How can India's premature de-industrialization and underdeveloped manufacturing support its massive infrastructure spending?

Summary: In previous episodes, we have analyzed the domestic challenges to India's economic growth, in this episode, we analyze the challenges to India's economic growth from a global perspective. The challenges to development posed by global trends, while not necessarily unique to India, have a direct impact on India's economic goals. Global trends including de-industrialization, peak growth led by IT and services, decline in export growth, stagnation in world economic growth, etc., have greatly exacerbated India's problems.

Historically, manufacturing has provided a platform for structural transformation of countries from predominantly agrarian economies. Whether it is East Asian economies or developed Western economies, their development trajectory has involved manufacturing-based industrialization.

All of these countries once focused their development on manufacturing, starting with the production of simple products and gradually upgrading their technology to produce more advanced products. The higher the labor productivity, the higher the labor income, and this industry-income relationship pushed economies to absorb large numbers of lower-skilled workers, and as their labor skills improved, the industry upgraded along with them. The trajectory of all developed economies shows that the share of manufacturing in output and employment tends to rise, peaks when countries reach middle-income levels, and then falls.

But in recent years, this trend has weakened markedly, as countries become service-dominated service economies before going through the full cycle of industrialization. Development economist Rodrik describes this aborted industrialization trajectory as "premature deindustrialization". Manufacturing has been undergoing some structural changes for many years, driven by a wave of trade liberalization and the globalization of production chains, and the validity of the traditional path of rapid manufacturing-led economic growth has been questioned.

Currently, the de-industrialization of emerging economies, including China, appears to be much earlier; India has not been immune to these long-term global trends. This trend has exacerbated the decline of India's manufacturing sector as a share of the national economy, and is a natural consequence of domestic policies such as the protection of some of the country's outdated industries dominated by small firms, extensive industrial licensing, and labor regulations limiting the number of workers, as well as the decline in the manufacturing sector, which has been fueled by a shortage of infrastructure and skilled workers.

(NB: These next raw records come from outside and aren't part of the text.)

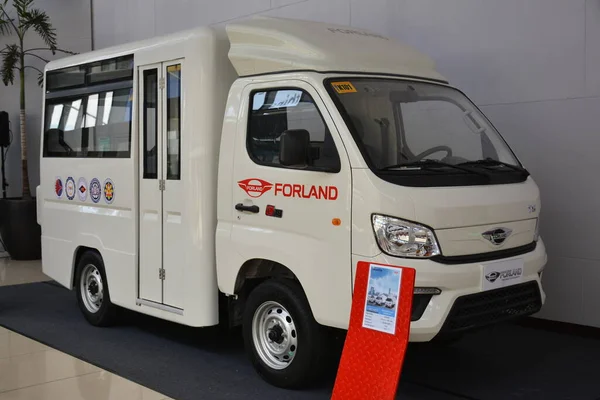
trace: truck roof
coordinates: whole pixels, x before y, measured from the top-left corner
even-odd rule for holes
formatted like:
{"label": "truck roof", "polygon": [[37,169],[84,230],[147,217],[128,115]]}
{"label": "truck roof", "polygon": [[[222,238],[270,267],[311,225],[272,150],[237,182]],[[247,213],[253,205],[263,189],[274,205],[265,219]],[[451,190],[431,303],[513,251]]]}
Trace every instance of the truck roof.
{"label": "truck roof", "polygon": [[169,35],[157,36],[150,39],[124,43],[117,46],[106,47],[99,50],[89,51],[74,56],[64,57],[46,64],[47,71],[67,68],[75,65],[91,63],[124,55],[135,54],[141,51],[152,51],[171,46],[189,40],[212,39],[219,37],[227,40],[224,28],[200,27],[189,29]]}
{"label": "truck roof", "polygon": [[311,70],[403,75],[446,82],[428,56],[349,26],[255,17],[226,27],[240,76]]}
{"label": "truck roof", "polygon": [[[225,31],[227,32],[225,34]],[[428,56],[396,40],[349,26],[254,17],[223,27],[201,27],[52,61],[46,70],[160,50],[187,40],[227,40],[239,76],[287,71],[370,73],[446,82]],[[199,47],[206,48],[206,47]]]}

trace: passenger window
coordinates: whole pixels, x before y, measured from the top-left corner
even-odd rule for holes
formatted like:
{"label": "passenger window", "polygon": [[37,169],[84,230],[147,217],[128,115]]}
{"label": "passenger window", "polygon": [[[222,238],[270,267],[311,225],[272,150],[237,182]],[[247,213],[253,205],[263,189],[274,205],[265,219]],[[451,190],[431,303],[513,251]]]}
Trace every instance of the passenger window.
{"label": "passenger window", "polygon": [[280,137],[292,129],[310,134],[309,169],[339,172],[340,158],[333,137],[313,98],[300,89],[258,91],[251,95],[248,152],[258,164],[283,167],[279,162]]}
{"label": "passenger window", "polygon": [[181,179],[181,64],[167,67],[167,179]]}
{"label": "passenger window", "polygon": [[126,88],[49,102],[44,157],[129,157],[131,96]]}
{"label": "passenger window", "polygon": [[158,70],[144,71],[144,179],[158,178]]}

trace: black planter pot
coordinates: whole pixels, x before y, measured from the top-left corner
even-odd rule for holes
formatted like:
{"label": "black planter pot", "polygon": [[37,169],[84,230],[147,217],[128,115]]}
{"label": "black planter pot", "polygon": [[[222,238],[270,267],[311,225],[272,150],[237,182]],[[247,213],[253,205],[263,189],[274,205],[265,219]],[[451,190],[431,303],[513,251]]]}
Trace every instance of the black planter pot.
{"label": "black planter pot", "polygon": [[42,229],[35,199],[0,199],[0,235],[14,260],[42,258]]}

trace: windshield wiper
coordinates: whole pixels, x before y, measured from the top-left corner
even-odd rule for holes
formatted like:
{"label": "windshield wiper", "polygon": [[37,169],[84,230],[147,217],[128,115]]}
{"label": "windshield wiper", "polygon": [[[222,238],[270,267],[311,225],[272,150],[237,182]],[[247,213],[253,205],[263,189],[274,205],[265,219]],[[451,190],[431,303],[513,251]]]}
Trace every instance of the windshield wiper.
{"label": "windshield wiper", "polygon": [[484,167],[495,167],[495,166],[503,166],[506,168],[510,168],[513,171],[518,171],[518,172],[527,172],[527,170],[525,168],[516,166],[516,165],[512,165],[509,163],[505,163],[503,161],[498,161],[498,160],[494,160],[493,158],[484,158],[483,160],[477,160],[477,161],[467,161],[464,163],[460,163],[458,165],[464,165],[464,166],[470,166],[470,165],[481,165]]}
{"label": "windshield wiper", "polygon": [[407,162],[407,163],[403,163],[403,164],[389,165],[387,167],[381,168],[381,171],[390,171],[393,169],[411,168],[411,167],[421,168],[421,169],[429,169],[429,170],[434,169],[434,168],[453,168],[453,169],[458,169],[460,171],[468,172],[470,174],[485,176],[486,178],[490,177],[489,174],[486,174],[485,172],[482,172],[482,171],[476,171],[476,170],[473,170],[470,168],[461,167],[459,165],[448,164],[443,161],[431,160],[431,159],[411,161],[411,162]]}

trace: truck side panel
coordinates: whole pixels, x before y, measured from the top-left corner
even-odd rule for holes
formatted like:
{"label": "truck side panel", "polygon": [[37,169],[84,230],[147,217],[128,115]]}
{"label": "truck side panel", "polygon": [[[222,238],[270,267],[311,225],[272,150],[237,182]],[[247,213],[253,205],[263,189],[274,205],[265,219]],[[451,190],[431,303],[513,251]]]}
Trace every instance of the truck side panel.
{"label": "truck side panel", "polygon": [[[57,180],[63,185],[75,182],[75,196],[69,200],[63,189],[56,194]],[[79,198],[77,184],[97,179],[114,184],[114,199],[107,203],[102,194],[94,204]],[[128,304],[135,295],[135,216],[133,212],[132,160],[87,159],[85,162],[46,158],[42,162],[40,193],[42,208],[42,259],[44,273],[71,288],[80,246],[96,249],[101,254],[111,296],[116,304]],[[69,189],[70,190],[70,189]]]}
{"label": "truck side panel", "polygon": [[[78,249],[95,249],[104,260],[113,303],[186,325],[214,325],[218,323],[214,247],[218,147],[227,93],[236,78],[227,58],[229,43],[226,37],[212,29],[200,29],[141,42],[139,48],[135,44],[126,47],[129,51],[126,54],[134,56],[135,70],[129,99],[132,107],[130,155],[108,159],[85,155],[44,157],[42,149],[38,217],[42,225],[43,270],[62,285],[72,288]],[[119,47],[75,56],[74,64],[61,60],[57,65],[67,68],[88,63],[88,60],[95,62],[121,55],[123,49]],[[143,250],[139,249],[138,243],[138,179],[142,153],[139,149],[137,68],[151,63],[169,65],[173,60],[182,60],[184,68],[180,153],[183,189],[170,201],[176,201],[182,207],[181,226],[185,233],[178,237],[169,236],[170,243],[176,246],[168,250],[169,254],[175,251],[176,267],[181,271],[181,277],[177,279],[179,287],[170,287],[180,294],[181,313],[170,312],[165,307],[154,308],[138,299],[138,262]],[[49,64],[49,68],[53,65]],[[72,106],[68,101],[65,100],[65,107]],[[64,124],[68,113],[63,115],[61,123]],[[99,115],[102,114],[99,112]],[[64,130],[65,138],[68,138],[72,128]],[[83,186],[89,191],[94,179],[102,188],[99,200],[92,201],[89,193],[79,197],[80,180],[85,181]],[[107,182],[110,182],[108,198]],[[168,270],[169,265],[164,265],[164,269]],[[155,276],[160,279],[158,269]],[[167,273],[166,279],[169,276]]]}
{"label": "truck side panel", "polygon": [[[294,78],[256,78],[232,88],[227,108],[231,118],[225,120],[221,147],[228,156],[222,159],[219,176],[220,187],[232,188],[219,192],[223,196],[219,198],[217,228],[219,288],[235,293],[244,263],[272,261],[297,277],[319,323],[345,328],[352,297],[350,164],[317,90],[304,77]],[[276,99],[290,93],[297,96],[297,102],[277,105]],[[254,96],[257,102],[268,100],[251,106]],[[255,124],[248,122],[250,110]],[[308,131],[311,146],[320,149],[322,158],[318,160],[333,164],[321,169],[286,168],[276,164],[277,150],[267,150],[274,154],[275,164],[261,165],[252,159],[251,141],[277,143],[276,137],[291,129]],[[335,156],[329,156],[336,153],[337,167],[333,166]],[[257,206],[259,212],[239,212],[239,203]],[[279,210],[279,217],[269,215],[270,207]]]}

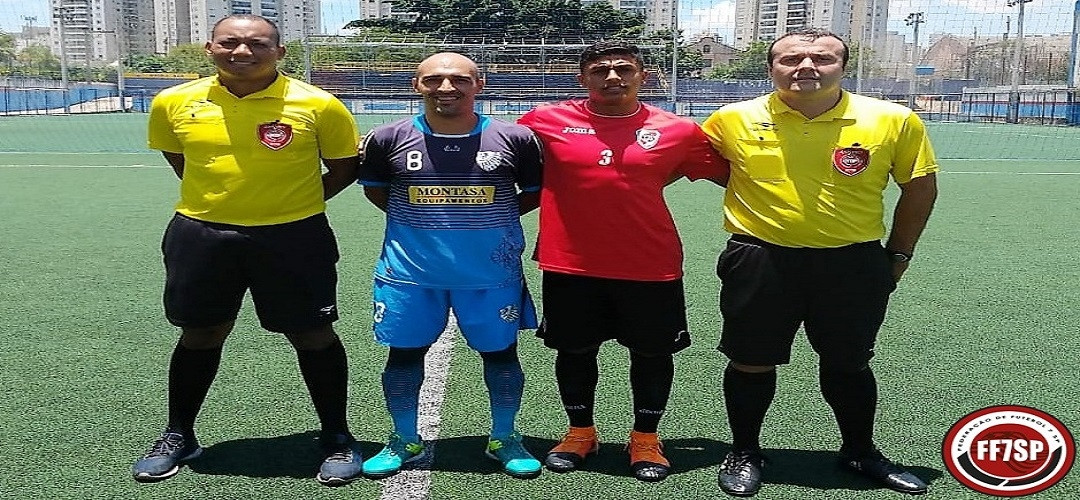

In India, manufacturing's share of GDP has long been stagnant at around 16%. After the global recession of 2008-2009, this fell to less than 13% in 2014, a rapid decline. India's manufacturing share of GDP has now regressed to the levels of the 1960s.

However, the share of employment generated by manufacturing peaked at 13% in 2002, and the decline has been even greater than the fall in the share of output. Worse, India began de-industrialization with a per capita GDP of only $2,000, compared to income levels of $9,000 to $11,000 when manufacturing began to decline in Western economies that year.

A working paper published by the Asian Development Bank shows that when employment peaks, GDP per capita declines much faster than manufacturing's share of GDP declines after it peaks. The study suggests that not only does the manufacturing share of employment peak earlier at any stage of their development, but countries are also investing less in industry. This could dampen the prospects of rapid manufacturing-led growth and job creation in countries like India and Africa.

One of the key drivers of this trend of declining employment driven by manufacturing is repetitive automated production through mechanization, including the use of robots. The declining price of mechanized equipment and the difficulty in recruiting and retaining skilled labor has led to a growing trend of replacing labor with automation, a trend that is now being carried over to India as well. It is estimated that major Indian automobile manufacturers have automated nearly 30% of their production activities.

The trend toward replacing labor with automation has highlighted the need for policy to shift attention away from India's traditional industrial policies, which have largely revolved around fiscal and other capital incentives, often at the expense of ignoring labor costs. In this regard, trade unions announced a budget item in the 2016-17 budget to subsidize the 8.33% employer contribution to employee pension schemes, which would clearly go a long way towards addressing the huge employment pressures in India.

In this scenario, the construction sector, which is now likely to be the second largest employer in India after agriculture, is set to play an even more important role. The share of the labor force it employs rose from 5.6% in 2004-2005 to 11.3% in 2009-2010, while manufacturing's share declined from 12.2% to 11.4% over the same period. Moreover, while the elasticity of employment for the economy as a whole declined from 0.44 to 0.01, the coefficient of elasticity of employment for the construction sector, which is the change in employment corresponding to a unit change in the value of economic output, grew from 0.78 to 1.54.

However, this growth has been underpinned by heavy investment in infrastructure development. Unlike manufacturing, the construction industry, and the construction labor market in particular, operates in a largely informal manner through a large network of informal subcontractors. This helps employers to circumvent their obligations under many laws and regulations, and this semi-underground state of operation, in addition to tax evasion, frees them from bondage and improves the competitiveness of construction firms.

Because of India's chronic infrastructure shortage, Indian scholars believe that the construction industry is likely to continue to grow in the future, making it an important source of job creation in the future. However, what can a prematurely de-industrialized and underdeveloped manufacturing India do to support the huge investment in infrastructure? One can't help but ask a big question mark about this.